The U.S. government’s initiative to seize oil tankers carrying sanctioned crude has turned into a significant financial liability, with costs already reaching tens of millions of dollars.
The Trump administration’s campaign to capture vessels transporting oil from Iran, Venezuela, and Russia has encountered unexpected hurdles. A recent ruling from a Washington district court revealed that maintaining these seized assets is exceedingly costly.
Instead of generating revenue, these operations require ongoing financial support from the government, raising doubts about the promised “quick profits” touted by Trump.

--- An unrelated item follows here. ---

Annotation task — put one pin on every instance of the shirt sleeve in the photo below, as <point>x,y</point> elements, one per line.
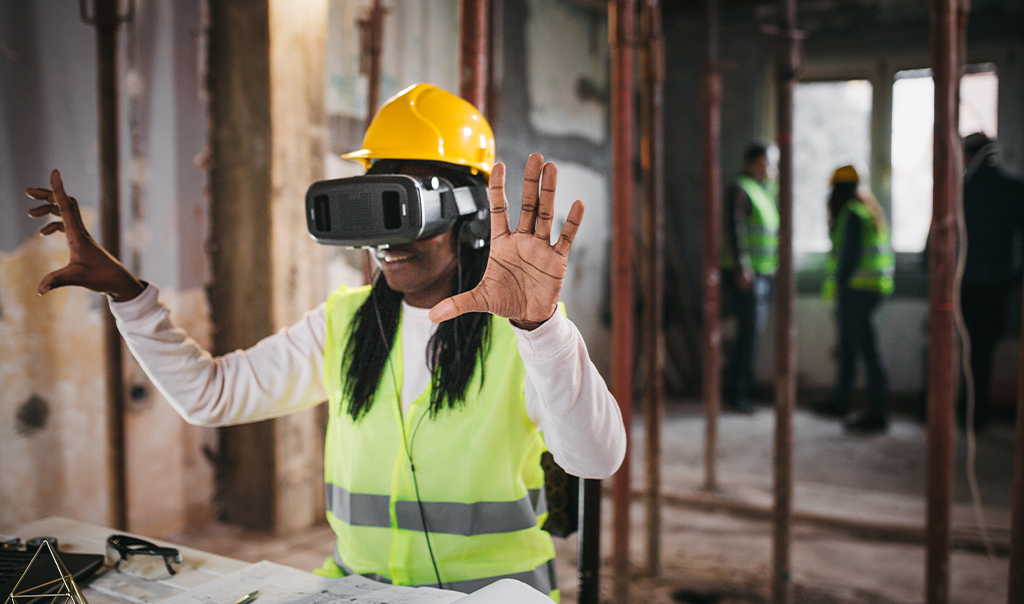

A prime example is the tanker Skipper (No. 9304667), seized in December 2025 while transporting Venezuelan oil to Asia. To date:
- The U.S. has spent $47 million on repairs and maintenance for the vessel, which has a market value of only $10 million;
- Storage of the oil onboard costs an additional $450,000 per month;
- The government is expected to incur another $5 million in insurance and crew payments soon.
Officials at the U.S. Department of Justice acknowledge that the costs associated with managing these assets “far exceed standard levels.” Currently, ten such tankers are under U.S. control.
The primary challenge lies in the legal constraints preventing the government from selling the confiscated oil—valued between $120 million and $135 million for the Skipper—without a final court ruling.
Despite the financial setbacks, the White House plans to expand its campaign, particularly targeting tankers carrying Iranian oil. Administration officials argue that these actions are justified as they hold countries accountable for circumventing sanctions and destabilizing the economies of adversaries.
Prosecutors have already petitioned the court for permission to expedite the sale of the seized cargo to halt further losses. Should the court approve the sale, a portion of the proceeds is intended to be allocated to a fund for victims of terrorism.
The U.S. initiative to seize oil tankers is proving financially burdensome, with maintenance costs far exceeding expectations. Legal constraints complicate the potential sale of confiscated oil, prompting the administration to seek court approval for expedited sales to mitigate losses.